NASA’s Opportunity rover (see figure) landed on Mars in January 2004 along with its sibling, Spirit. It was going to be a short romp, but Opportunity has greatly exceeded its project lifetime—although the latest dust storm on Mars may finally cut this short. Part of the reason why Opportunity’s life lasted longer was due to the overengineering done by NASA scientists, which was necessary because they were dealing with the unknown. Mars is generally well-known, but the need for autonomous operation was dictated by the distance between Earth and Mars.
Designing and building devices and systems that exceed base specifications is often desirable and sometimes by design. For example, the “headroom” in terms of computational power and memory is often increased for devices that may have a long lifetime with the possibility of updates in the future. The additional resources allow changes to be made that typically require these resources. This approach was less common in the past with electronic devices, as most were isolated. Not so these days with the Internet of Things (IoT), where connectivity and over-the-air (OTA) updates are possible.
NASA’s Opportunity rover has lasted well past its planned voyage that started in 2004.
The problem is that overengineering comes with costs on both the design as well as implementation side of things. It can take longer to create because designs tend to be more extensive and, of course, additional resources typically cost more initially and over time. Likewise, these costs may overshadow the actual purpose of the design. A low-cost wireless sensor would be impractical if it weighs a ton.
Cost isn’t limited to the physical aspects of a design. Consider an application that exclusively uses 8-bit data. Would a 32-bit microcontroller be a desirable platform for implementation? It’s inefficient to store 8 bits in a 32-bit word, and packing and unpacking data has overhead. Of course, the details will be application-specific; one application of this nature may be more efficient on an 8-bit micro while another would work better with a 32-bit micro.
For example, convolutional neural networks (CNNs) are popular these days with machine learning being applied to a variety of applications. These often use 8-bit data or even fewer bits, but they also involve thousands of computations per iteration. Efficient hardware designs typically move around lots of data even though the individual items are small, making wider buses and registers preferable. Overengineering may warrant wider data widths. However, if this makes minimal improvements to the calculations while significantly increasing costs in terms of power, performance, and so on, then it’s not necessarily a good idea.
Reliability and Security
The idea of overengineering covers all aspect of design. Reliability is critical in systems like aircraft, where catastrophic results occur when systems fail. High standards are obviously part of a design specification, but engineers will typically overengineer “just to be safe.” Self-driving cars and semi-autonomous vehicles are making such design requirements more common.
Security is finally becoming a more common requirement, especially for IoT devices—including self-driving cars. Here, overengineering can occur, although security is often neglected rather than overbuilt. Part of the challenge in this aspect of design is what constitutes overengineering, since it’s more difficult to determine the effects and costs.

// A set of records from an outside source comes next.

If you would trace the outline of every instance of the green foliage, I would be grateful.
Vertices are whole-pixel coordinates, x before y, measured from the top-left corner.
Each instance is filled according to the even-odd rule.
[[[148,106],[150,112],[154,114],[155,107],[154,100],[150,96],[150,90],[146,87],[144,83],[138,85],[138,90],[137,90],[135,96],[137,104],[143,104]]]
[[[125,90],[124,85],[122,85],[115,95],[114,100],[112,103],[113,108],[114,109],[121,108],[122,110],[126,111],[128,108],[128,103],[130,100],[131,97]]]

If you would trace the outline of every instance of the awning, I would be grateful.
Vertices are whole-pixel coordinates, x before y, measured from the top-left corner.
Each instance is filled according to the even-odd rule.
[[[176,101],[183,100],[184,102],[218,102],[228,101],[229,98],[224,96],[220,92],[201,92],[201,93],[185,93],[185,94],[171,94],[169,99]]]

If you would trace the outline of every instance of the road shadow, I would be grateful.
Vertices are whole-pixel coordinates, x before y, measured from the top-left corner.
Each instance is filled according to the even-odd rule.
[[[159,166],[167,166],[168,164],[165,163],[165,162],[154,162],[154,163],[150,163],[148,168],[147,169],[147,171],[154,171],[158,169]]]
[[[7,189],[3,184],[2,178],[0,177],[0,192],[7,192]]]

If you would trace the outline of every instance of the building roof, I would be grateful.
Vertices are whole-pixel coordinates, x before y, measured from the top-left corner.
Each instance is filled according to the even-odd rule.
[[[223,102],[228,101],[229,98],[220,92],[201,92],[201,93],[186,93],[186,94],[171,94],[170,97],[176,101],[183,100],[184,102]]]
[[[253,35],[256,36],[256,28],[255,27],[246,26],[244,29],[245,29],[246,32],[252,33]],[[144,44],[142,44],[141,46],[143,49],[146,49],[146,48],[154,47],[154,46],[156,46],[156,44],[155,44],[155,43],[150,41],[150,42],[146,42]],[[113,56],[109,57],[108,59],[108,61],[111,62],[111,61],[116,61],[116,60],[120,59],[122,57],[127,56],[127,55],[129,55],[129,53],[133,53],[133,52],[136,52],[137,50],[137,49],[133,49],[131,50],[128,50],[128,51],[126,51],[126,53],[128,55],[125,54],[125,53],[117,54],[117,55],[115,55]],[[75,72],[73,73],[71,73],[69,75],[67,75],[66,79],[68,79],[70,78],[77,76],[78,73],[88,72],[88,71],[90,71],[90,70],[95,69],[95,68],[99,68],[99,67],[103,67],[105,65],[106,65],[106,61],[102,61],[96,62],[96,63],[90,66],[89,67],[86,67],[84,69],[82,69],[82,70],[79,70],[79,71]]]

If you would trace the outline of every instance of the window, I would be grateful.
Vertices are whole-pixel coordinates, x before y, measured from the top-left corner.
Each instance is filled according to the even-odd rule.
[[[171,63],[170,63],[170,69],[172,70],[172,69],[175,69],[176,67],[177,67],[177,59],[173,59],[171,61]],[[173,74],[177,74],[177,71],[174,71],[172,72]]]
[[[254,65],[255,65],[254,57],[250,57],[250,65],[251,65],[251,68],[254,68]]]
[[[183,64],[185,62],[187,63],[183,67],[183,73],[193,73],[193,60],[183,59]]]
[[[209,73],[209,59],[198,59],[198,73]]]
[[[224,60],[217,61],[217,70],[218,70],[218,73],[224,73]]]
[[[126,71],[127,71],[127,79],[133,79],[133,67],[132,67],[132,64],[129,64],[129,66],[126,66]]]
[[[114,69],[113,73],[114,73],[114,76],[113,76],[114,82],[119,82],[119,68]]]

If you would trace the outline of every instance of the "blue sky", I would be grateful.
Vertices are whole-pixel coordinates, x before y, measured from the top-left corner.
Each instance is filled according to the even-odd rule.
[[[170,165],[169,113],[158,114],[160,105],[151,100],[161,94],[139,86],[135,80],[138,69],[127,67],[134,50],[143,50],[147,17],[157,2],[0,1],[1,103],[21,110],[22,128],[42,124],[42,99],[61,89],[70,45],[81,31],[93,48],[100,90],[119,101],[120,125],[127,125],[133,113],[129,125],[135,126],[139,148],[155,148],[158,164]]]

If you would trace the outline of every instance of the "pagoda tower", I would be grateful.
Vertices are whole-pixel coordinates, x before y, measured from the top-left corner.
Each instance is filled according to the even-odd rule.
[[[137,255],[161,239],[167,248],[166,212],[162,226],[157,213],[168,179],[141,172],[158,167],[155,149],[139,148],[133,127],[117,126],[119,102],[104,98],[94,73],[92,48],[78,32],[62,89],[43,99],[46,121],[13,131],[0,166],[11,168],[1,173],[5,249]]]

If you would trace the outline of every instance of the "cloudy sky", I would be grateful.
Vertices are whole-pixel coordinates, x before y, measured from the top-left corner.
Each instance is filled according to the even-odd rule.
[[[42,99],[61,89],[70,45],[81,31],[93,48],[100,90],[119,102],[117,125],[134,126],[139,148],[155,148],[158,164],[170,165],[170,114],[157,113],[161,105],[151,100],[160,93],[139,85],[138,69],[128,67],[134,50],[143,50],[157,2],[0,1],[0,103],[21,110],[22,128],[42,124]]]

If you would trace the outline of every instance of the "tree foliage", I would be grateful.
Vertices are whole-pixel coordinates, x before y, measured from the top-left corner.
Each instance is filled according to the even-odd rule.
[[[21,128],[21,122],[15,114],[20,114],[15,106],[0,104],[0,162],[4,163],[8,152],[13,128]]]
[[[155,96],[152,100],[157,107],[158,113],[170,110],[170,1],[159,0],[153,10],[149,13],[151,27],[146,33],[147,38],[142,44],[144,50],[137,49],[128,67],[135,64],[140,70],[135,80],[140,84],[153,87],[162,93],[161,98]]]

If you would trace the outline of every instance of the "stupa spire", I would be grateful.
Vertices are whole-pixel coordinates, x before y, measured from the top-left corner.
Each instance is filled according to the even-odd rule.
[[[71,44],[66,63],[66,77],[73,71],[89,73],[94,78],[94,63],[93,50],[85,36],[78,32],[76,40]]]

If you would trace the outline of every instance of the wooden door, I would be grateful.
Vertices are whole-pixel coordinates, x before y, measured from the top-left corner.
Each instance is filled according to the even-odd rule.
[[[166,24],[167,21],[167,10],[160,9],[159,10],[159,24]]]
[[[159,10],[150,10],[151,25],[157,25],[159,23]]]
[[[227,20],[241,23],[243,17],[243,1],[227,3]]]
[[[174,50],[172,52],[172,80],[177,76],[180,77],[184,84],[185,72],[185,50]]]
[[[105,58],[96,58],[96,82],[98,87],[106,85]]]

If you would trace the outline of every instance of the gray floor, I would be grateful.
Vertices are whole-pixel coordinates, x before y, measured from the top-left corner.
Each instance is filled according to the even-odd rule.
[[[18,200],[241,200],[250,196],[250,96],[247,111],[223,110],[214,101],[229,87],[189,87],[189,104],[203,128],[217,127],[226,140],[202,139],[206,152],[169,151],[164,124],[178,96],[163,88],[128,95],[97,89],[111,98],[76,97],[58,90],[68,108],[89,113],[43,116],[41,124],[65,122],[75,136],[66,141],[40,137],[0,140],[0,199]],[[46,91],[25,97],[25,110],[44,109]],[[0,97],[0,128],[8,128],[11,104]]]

For example, what does increasing the number of bits in an encryption key cost in terms of performance and power consumption? What would the payoff be in terms of a higher level of security? Likewise, is the addition of another security layer, such as using a hypervisor, going to be a benefit or a useless overindulgence?
Things get even more complicated when considering the entire system. For example, a board designer who is more familiar with the digital side of the spectrum may specify a voltage regulator that greatly exceeds the requirements of the system, since they may not have knowledge of the specific requirements.
The unknown is often why designers choose technologies like SLC NAND flash memory over QLC NAND flash because they think that the reliability, speed, and longevity of the former are necessary for their application without knowing what those requirements may really be. That’s not good if devices get into the field and fail early. The flip side is they could be long-lived like Opportunity, but it could cut into profits.
The asymmetric aspects of the problem arise because each component will have its own costs, lifetimes, etc. A quote that has been attributed to the famous automotive engineer, Ferdinand Porsche, is “The perfect race car crosses the finish line in first place and immediately falls into pieces.”
Some devices, like cars, have major components that are easily replaceable, such as tires or fuel. Unfortunately, most systems have many components that aren’t so easily replaced, and these devices often become useless if a critical component fails. The typical IoT example is a battery-operated device that works only as long as the battery operates. This may be 10 minutes or 10n years. Devices at those extremes may be useful and by design. For example, a device that needs to send a temperature for a few minutes when it’s thrown in a vat of molten metal contrasts with a temperature sensor that’s designed to transmit the ambient room temperature for decades.
So how close to the edge do you design?
I learned programming back when assembler was common. Assemblers still exist, but the average programmer rarely gets down to this level. I developed a digital camera system for small robots that used an 8-bit SX microcontroller. It was fun to pack as much functionality into the limited amount of memory available. The timing for reading data from the camera chip was coded so that the instructions were in sync with the camera data. The only time the system waited for synchronization was at the start of a line of data from the camera.
Eventually, the memory filled up to the point where I could only debug portions of the system because the debugger required two bytes of main memory. That was enough for a jump table entry, whereby I could debug one set of code at a time using conditional assembly to build the test systems. The final version used that two bytes. Luckily, the functionality was such that independent testing was possible.
Engineers and programmers are often limited by these types of boundary conditions, but that’s typically the exception rather than the rule, especially these days when so many options are available. The careful system design is often replaced by overexuberant overengineering. These are obviously extremes, but it’s a reminder that developers need to be aware of the impact of the choices they make while designing a system. This can be as basic as choosing a programming language, to selecting a processing platform, to the type of concrete to use, or whether plastic or paper will affect the long-term viability of a solution.
Engineers are often prodded to think “outside the box.” Such a philosophy usually leads to new and useful approaches to problems. However, it shouldn’t lead to unnecessary and undesirable overengineered solutions.